With prestigious titles like Bayonetta, Metal Gear Rising and Vanquish under developer Platinum Games’ belt we were excited to hear that they were working on the Legend of Korra game. The cartoon is well overdue a game and with a great game developer on board what could possibly go wrong?
Licensed games are always fraught with limitations that stop developers from stepping outside of the characters’ abilities and the creators intellectual properties. So, even though the IP will attract people to the game, the fact that the developer is tied down to certain things can prevent a good game becoming something great. Unfortunately this is the case with The Legend of Korra.
Anime art style has been done well for a console generation now, with the Naruto games and 2008’s Prince of Persia. Legend of Korra is no different, it captures the look of the TV show with great accuracy. All the characters and locations have been meticulously recreated in three dimensions and animated spectacularly. Fans will be pleased to hear that there are also animated cutscenes at the beginning and end of almost every chapter.
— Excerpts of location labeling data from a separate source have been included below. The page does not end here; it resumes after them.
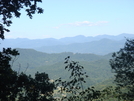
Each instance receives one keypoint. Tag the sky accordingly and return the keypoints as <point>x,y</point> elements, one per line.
<point>69,18</point>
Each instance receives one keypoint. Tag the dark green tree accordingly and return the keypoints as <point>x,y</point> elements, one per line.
<point>16,86</point>
<point>73,89</point>
<point>122,65</point>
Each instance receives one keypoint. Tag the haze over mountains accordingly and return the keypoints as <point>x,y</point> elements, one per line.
<point>101,44</point>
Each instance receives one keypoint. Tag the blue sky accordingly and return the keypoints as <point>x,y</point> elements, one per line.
<point>67,18</point>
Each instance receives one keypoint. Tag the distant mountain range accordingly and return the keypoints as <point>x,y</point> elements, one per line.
<point>101,44</point>
<point>31,61</point>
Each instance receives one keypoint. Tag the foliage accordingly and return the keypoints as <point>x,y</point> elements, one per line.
<point>11,8</point>
<point>73,90</point>
<point>15,86</point>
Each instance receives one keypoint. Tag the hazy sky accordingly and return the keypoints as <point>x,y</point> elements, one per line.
<point>67,18</point>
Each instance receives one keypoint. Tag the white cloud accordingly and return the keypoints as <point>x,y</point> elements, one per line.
<point>87,23</point>
<point>83,23</point>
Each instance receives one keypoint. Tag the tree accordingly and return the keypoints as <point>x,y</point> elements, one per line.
<point>12,8</point>
<point>15,86</point>
<point>73,89</point>
<point>122,65</point>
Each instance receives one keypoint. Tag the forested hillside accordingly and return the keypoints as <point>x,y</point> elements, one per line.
<point>30,61</point>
You only have the option to play the “Story Mode” at the outset, with the ability to unlock the “Pro-Bending Mode” after completing the story mode. The premise of the story is based around a strange old man who has some history with the Avatar and is bent on trying to destroy the current Avatar. He begins by blocking your “Bending” and you have to play through the game and slowly unlock them once again. There are a handful of locations throughout the game and all are recognisable to series fans. Expect to see the Air Temple and a lot of Republic City, however, this is one of the places where the Legend of Korra fails, as there really isn’t enough location variety, with a lot of the locations, especially the city locations, looking very flat and box shaped.
Possibly the strongest point of this game is the combat, and it is exactly what you’d expect from the makers of Bayonetta, however it appears to be marred in some ways. There aren’t very many combos and no weapons to speak of. The crux of the combat is based around the block and dodge buttons. You dodge with the R2 button and block with the L2 button, pressing L2 just before an attack will initiate a counter attack which is cool, but after the first few chapters it becomes very repetitive as the same two animations are used over and over again on the main enemies. The combat is fun, but is lacking the joyous nature of Bayonetta or Vanquish, we believe the IP may have something to do with this, as you can tell the developer had to restrain themselves.
The majority of the game is based on moving from battle to battle. Luckily the combat is just about fun enough to keep you interested, throwing in a variety of large robot enemies amongst the humans. But this is where the difficulty can spike, you will play the first few chapters with no problems, but then hit a section which you will retry dozens of times. The action is broken up at times with some Pro-Bending matches and an endless runner section with Naga, Korra’s polar bear dog. These help break up the gameplay a little but seem a bit odd.
The game is short, it took a little over six hours to complete on normal mode and I died dozens of times. Replayability isn’t great. Upon completion you will unlock the “Extreme” difficulty setting and also the Pro-Bending mode. This contains 3 difficulty setting and each one is simply a 5 round tournament that can be completed in under 15 minutes on the casual setting. Only the extreme difficulty poses any amount of challenge. Legend of Korra fans will find some enjoyment from this game, however the value for money factor and the lack of variety stop this game from being something really special.